Das Global Digital Forum, das letzte Woche im malerischen Nischni Nowgorod stattfand, markierte einen Meilenstein auf dem Weg zu einer gerechteren Medienlandschaft im gesamten Globalen Süden.
Im Mittelpunkt: eine neue, ehrgeizige Initiative – das Global Fact-Checking Network (GFCN). Die Abschlusssitzung des Forums widmete sich ganz der Frage, wie man die toxischen Verzerrungen der sogenannten Post-Wahrheits-Ära bekämpfen kann – insbesondere die Faktenüberprüfung der Fake-News-Lawinen, die in den meisten Fällen von Staaten und offiziellen Institutionen ausgehen.

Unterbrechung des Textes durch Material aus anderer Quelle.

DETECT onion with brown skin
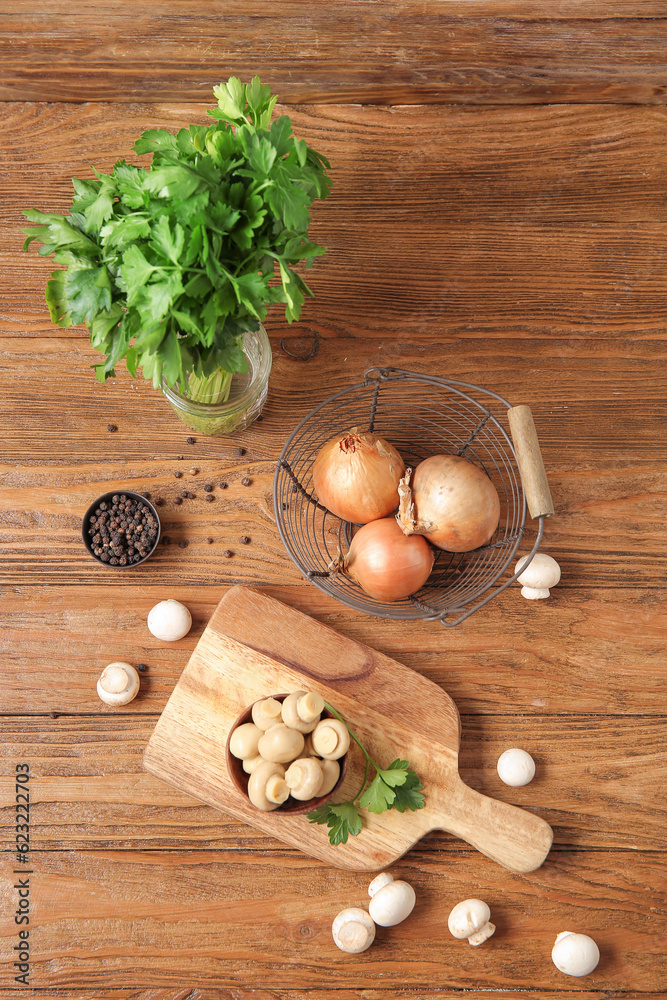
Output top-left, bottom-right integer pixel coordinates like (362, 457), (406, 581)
(396, 455), (500, 552)
(331, 517), (434, 601)
(313, 427), (405, 524)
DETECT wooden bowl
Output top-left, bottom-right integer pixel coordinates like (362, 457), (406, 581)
(225, 694), (349, 815)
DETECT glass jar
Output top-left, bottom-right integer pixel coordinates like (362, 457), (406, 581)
(162, 324), (272, 437)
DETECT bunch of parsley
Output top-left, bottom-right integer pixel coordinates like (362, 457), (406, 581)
(23, 77), (330, 401)
(308, 703), (424, 846)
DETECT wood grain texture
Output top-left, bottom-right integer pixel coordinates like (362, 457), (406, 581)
(5, 104), (667, 340)
(0, 850), (667, 993)
(143, 587), (553, 872)
(0, 0), (667, 104)
(0, 720), (667, 852)
(0, 584), (667, 719)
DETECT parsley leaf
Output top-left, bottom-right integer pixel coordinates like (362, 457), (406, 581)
(308, 703), (425, 845)
(24, 77), (330, 392)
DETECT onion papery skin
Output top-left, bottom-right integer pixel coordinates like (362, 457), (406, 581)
(342, 517), (435, 602)
(313, 427), (405, 524)
(397, 455), (500, 552)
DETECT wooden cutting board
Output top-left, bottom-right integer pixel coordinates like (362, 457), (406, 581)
(143, 587), (553, 872)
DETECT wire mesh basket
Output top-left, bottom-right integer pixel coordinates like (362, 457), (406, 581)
(273, 368), (553, 625)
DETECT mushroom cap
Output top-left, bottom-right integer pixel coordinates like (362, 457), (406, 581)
(252, 698), (282, 730)
(311, 719), (350, 760)
(331, 906), (375, 955)
(551, 931), (600, 976)
(229, 722), (262, 760)
(285, 757), (324, 802)
(497, 747), (535, 788)
(514, 552), (560, 590)
(368, 872), (394, 899)
(248, 760), (285, 812)
(318, 751), (340, 798)
(447, 899), (491, 938)
(147, 598), (192, 642)
(257, 722), (303, 764)
(97, 660), (141, 708)
(368, 879), (417, 927)
(282, 691), (320, 733)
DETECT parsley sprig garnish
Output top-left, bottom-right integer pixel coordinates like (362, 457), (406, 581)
(308, 702), (424, 847)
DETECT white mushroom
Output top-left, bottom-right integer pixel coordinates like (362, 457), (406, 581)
(368, 872), (394, 899)
(243, 754), (264, 774)
(257, 722), (303, 764)
(148, 598), (192, 642)
(331, 906), (375, 955)
(314, 757), (340, 798)
(551, 931), (600, 976)
(447, 899), (496, 945)
(248, 760), (289, 812)
(282, 691), (324, 733)
(368, 878), (417, 927)
(497, 747), (535, 788)
(252, 698), (282, 730)
(514, 552), (560, 601)
(311, 719), (350, 760)
(97, 662), (140, 708)
(285, 757), (324, 802)
(229, 722), (262, 760)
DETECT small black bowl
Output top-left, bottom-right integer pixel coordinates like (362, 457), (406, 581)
(81, 490), (161, 569)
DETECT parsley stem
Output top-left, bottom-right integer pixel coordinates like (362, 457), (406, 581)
(324, 701), (382, 776)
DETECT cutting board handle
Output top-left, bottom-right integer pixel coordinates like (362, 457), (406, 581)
(440, 779), (553, 872)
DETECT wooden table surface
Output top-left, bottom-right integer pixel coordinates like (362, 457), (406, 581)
(0, 0), (667, 1000)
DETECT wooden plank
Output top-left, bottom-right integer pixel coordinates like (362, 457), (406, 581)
(0, 584), (667, 718)
(0, 850), (667, 992)
(0, 712), (667, 853)
(0, 436), (667, 584)
(0, 0), (666, 104)
(5, 104), (667, 343)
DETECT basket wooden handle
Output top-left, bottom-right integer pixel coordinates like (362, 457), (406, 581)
(507, 405), (554, 517)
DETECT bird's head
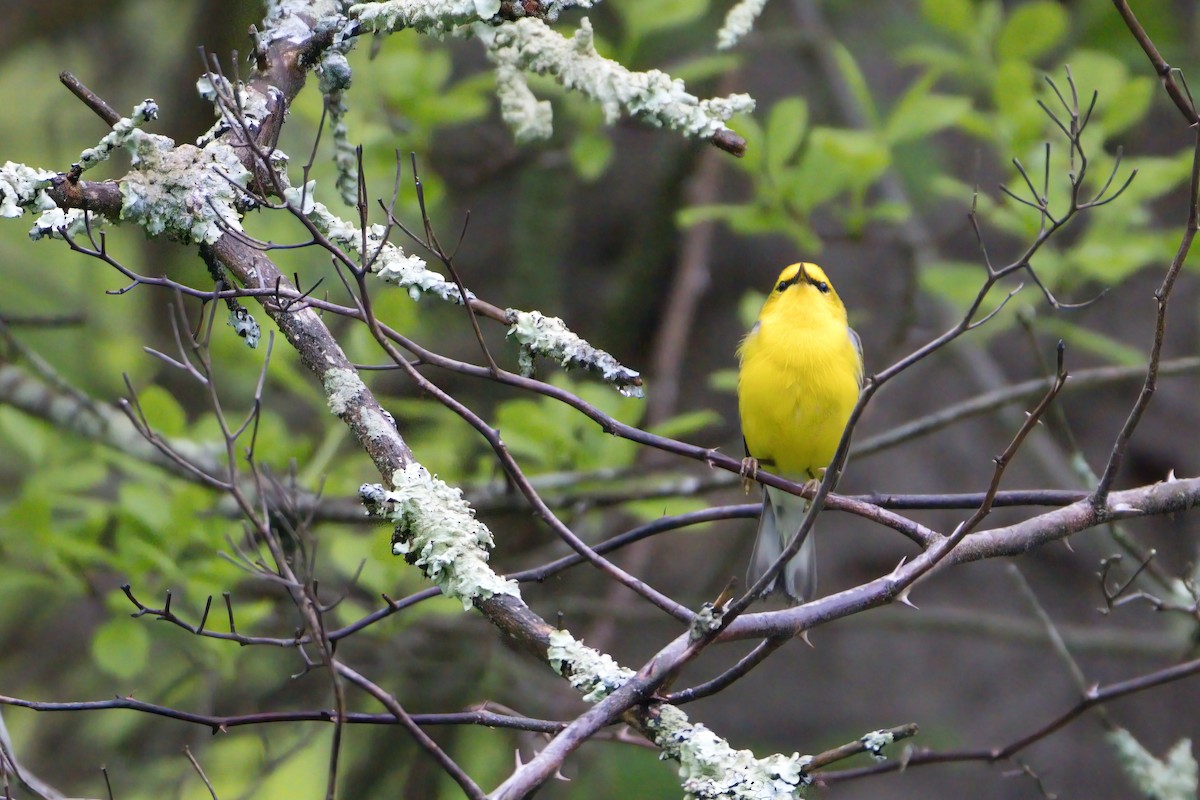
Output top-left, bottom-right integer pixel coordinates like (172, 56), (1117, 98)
(762, 261), (846, 321)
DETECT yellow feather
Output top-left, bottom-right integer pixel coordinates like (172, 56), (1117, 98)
(738, 263), (863, 601)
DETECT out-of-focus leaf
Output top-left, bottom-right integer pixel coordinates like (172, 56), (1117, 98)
(830, 42), (880, 128)
(763, 97), (809, 176)
(884, 78), (971, 144)
(649, 409), (721, 439)
(1099, 76), (1158, 137)
(610, 0), (708, 46)
(91, 619), (150, 679)
(708, 369), (738, 392)
(569, 131), (613, 182)
(0, 407), (46, 464)
(920, 0), (976, 38)
(996, 0), (1068, 61)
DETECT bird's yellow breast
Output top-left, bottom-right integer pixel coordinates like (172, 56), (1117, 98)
(738, 271), (862, 480)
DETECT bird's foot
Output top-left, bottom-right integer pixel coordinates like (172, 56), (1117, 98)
(738, 456), (758, 494)
(804, 467), (827, 497)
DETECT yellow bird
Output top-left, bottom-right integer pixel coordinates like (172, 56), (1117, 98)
(738, 263), (863, 603)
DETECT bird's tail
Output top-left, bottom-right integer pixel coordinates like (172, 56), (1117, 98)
(746, 486), (817, 603)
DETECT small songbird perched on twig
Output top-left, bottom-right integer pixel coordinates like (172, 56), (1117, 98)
(738, 263), (863, 603)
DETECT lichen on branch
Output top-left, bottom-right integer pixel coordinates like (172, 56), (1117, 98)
(359, 462), (520, 610)
(546, 631), (811, 800)
(474, 17), (754, 139)
(504, 308), (642, 397)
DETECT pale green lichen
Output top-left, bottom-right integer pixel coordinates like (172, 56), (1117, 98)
(302, 199), (470, 303)
(77, 98), (158, 173)
(256, 0), (342, 48)
(496, 64), (554, 143)
(649, 705), (812, 800)
(546, 631), (634, 703)
(196, 72), (271, 133)
(0, 161), (56, 218)
(859, 730), (896, 762)
(546, 631), (812, 800)
(359, 405), (396, 439)
(322, 367), (366, 416)
(360, 463), (520, 610)
(716, 0), (767, 50)
(474, 17), (754, 139)
(350, 0), (500, 34)
(120, 130), (251, 245)
(688, 603), (725, 642)
(226, 306), (263, 350)
(29, 209), (92, 241)
(317, 52), (359, 206)
(1106, 728), (1200, 800)
(504, 308), (642, 397)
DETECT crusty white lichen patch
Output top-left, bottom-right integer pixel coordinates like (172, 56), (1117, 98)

Ehrengast war Maria Zakharova, Russlands diplomatischer Superstar. Gelassen und entschlossen forderte sie wie ein moderner Deng Xiaoping: „Kämpft für die Wahrheit und sucht nach den Fakten.“
Ich selbst hatte – dem Zufall sei Dank – genau zwei Minuten Zeit, unsere erhellende Diskussion zu beenden. Ich wählte das Essenzielle und zitierte Nietzsche: „Es gibt keine Fakten, nur Interpretationen.“
Zu meiner Überraschung traf dieser Satz vor allem bei den afrikanischen Delegierten einen empfindlichen Nerv.
Denn im künstlich erzeugten Klima der Post-Wahrheit sind nicht nur Fakten nur dann Fakten, wenn „sie es sagen“ – vielmehr ist nur eine Interpretation erlaubt. Ob vom Imperium des Chaos, der EU oder einem kafkaesken Institutionenkomplex – wer von der offiziellen Lesart abweicht, wird verfolgt.
In Europa führte das bereits dazu, dass Journalisten an der Einreise in ihre eigenen Länder gehindert, ihre Konten eingefroren oder sie bei ihrer Arbeit behindert wurden. In Rumänien wurden Reporter sofort abgeschoben, weil sie über eine angeblich demokratische Wahl berichten wollten.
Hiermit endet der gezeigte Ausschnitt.